This looks very familiar, I think if I change just a few words the resemblance will be clear …
So now, we can visually see how the paradox is resolved. entropy of some sorts increases, but entropy of another sort decreases. Overall entropy increases, but local order can increase.
Which is how we describe energy entering an open system and increasing local order, and the cost of overall increased entropy (energy expended).
It seem that EricMH has been making the Information Theory equivalent of “The 2nd Law of Thermodynamics disproves evolution” argument. I suspected this was the case, but didn’t have enough pieces put together to say so. Well done, SJS!
@EricMH, I hope you are following this. Do you see that the entire area covered by the red circle is to be excluded? If not, I’ll try and make a more clear diagram for you. The key point I’m hoping you can see is this:
This ends up not being the correct way to compute FI.
I’m not seeing how this disproves what I’ve been saying. Your green crescent is the difference between two mutual information quantities. The law of information non-growth does not apply to a difference between two MI quantities. If Durston thinks it does, then he is mistaken. But, it is unclear how someone making a mistake is relevant to my argument. Apologies for my denseness.

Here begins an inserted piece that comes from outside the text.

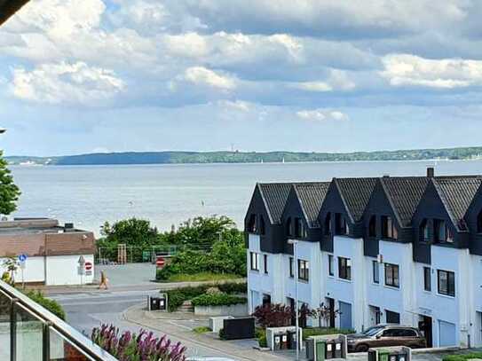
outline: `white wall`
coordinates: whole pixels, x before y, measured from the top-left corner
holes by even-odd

From the top post, you define mutual information as the overlap.
And in the key part where you define functional information:
If we look at the overlaps that define that crescent, it is the overlap between the cancer circles minus the overlap between all the circles. Since the overlaps are MIs, the crescent is the difference between two MIs, which is equivalent to your conditional notation.
Sure, as I said, I do not disagree with you on that term increasing. Totally mathematically plausible. And if you want to call that term FI, then you are correct by definition. And if I want to call one of the non conditional MI terms FI, then I am correct by definition. The definitions don’t seem to be the interesting part of the debate here.
So, best effort to read between the lines: I think what you are saying is that a high entropy source creates the germline. Then, the divergence from mutations results in two different things that now have a mutual information. Furthermore, we subtract out some commonality, and now we have an increase in conditional MI.
The upshot is all we need is an initial large entropy source and we can generate as much conditional MI as we want through purely random + deterministic processes.
However, what this says to me is not that R+D = MI, but that you want to say conditional MI = MI, which is false.
You also want to say we cannot ever know whether we are looking at CMI or MI. However, as the math shows, CMI requires MI, so still false.
I stated that there are many types of MI. What you call CMI is not what you call MI, and explicitly make that clear. They are different types of MI. We can show that FI is found in CMI, and we can compute how much FI is found in cancer. We find quite a bit, and it arises by natural processes.
Therefore, direct demonstration that the FI argument against evolution fails, in several ways. (1) Durston computes in incorrectly, (2) FI is not the MI to which you refer, and can increase with natural processes, and (3) we compute the FI cancer to be very high.